HONG KONG • The sacking of a respected Hong Kong newspaper editor has triggered a furious backlash from journalists and pro-democracy campaigners, in what was seen as the latest blow to press freedom in the city.
Mr Keung Kwok-yuen was fired overnight from investigative newspaper Ming Pao, whose former chief editor was stabbed by masked attackers in the street two years ago.
His sacking coincided with Ming Pao publishing a front-page story yesterday linking top Hong Kong businessmen and politicians to new revelations from the Panama Papers leak.
According to a statement by the Ming Pao Staff Association, Mr Keung was fired in the early hours of yesterday morning in what was billed as a streamlining exercise.
"The association... questions the company's surface reason of saving resources," it said. "It is penalising editorial personnel with different opinions."
The decision (to sack Mr Keung) has set all the alarm bells ringing.
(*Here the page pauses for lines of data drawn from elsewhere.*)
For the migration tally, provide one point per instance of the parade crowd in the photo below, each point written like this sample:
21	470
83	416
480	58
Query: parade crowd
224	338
The whole profession is trembling like a leaf because of political and economic pressures.
MS EMILY LAU, chairman of Hong Kong's Democratic Party, on the sacking of Mr Keung Kwok-yuen, editor of the investigative newspaper Ming Pao.
It added that members were "extremely angry and dissatisfied".
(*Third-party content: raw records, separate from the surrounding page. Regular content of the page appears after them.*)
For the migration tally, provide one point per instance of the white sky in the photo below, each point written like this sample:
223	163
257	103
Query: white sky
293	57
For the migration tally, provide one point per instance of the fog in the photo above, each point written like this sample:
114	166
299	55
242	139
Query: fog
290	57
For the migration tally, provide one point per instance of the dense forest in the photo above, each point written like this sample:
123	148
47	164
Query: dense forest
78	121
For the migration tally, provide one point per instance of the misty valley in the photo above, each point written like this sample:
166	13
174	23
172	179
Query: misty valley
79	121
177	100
Reporters said the decision to sack Mr Keung was taken by Malaysian chief editor Chong Tien Siong, who is seen as pro-Beijing.
Mr Chong was brought in two years ago to replace veteran investigative journalist Kevin Lau, triggering protests by newspaper staff.
Soon after, Mr Lau was stabbed in the street, leaving him severely wounded, sparking major concerns over reporting freedoms.
"The decision (to sack Mr Keung) has set all the alarm bells ringing," said Ms Emily Lau, chairman of Hong Kong's Democratic Party.
"The whole profession is trembling like a leaf because of political and economic pressures."
The Hong Kong Journalists Association said reporters were in shock over Mr Keung's sacking and described the reasons as "far-fetched".
"We are deeply worried and unsettled about the space and degree of freedom for local news," it said in a statement.
Fears are growing in the semi-autonomous city that China is tightening its political grip in a number of areas, including pressurising and influencing the local media.
In a new report yesterday, campaigning non-governmental organisation Reporters Without Borders said that Hong Kong's press freedoms had dipped slightly last year - the city is now ranked 69th in the world.
Its report said the Hong Kong media could still cover sensitive stories but "the need to fight to protect their editorial positions from Beijing's influence is increasingly noticeable".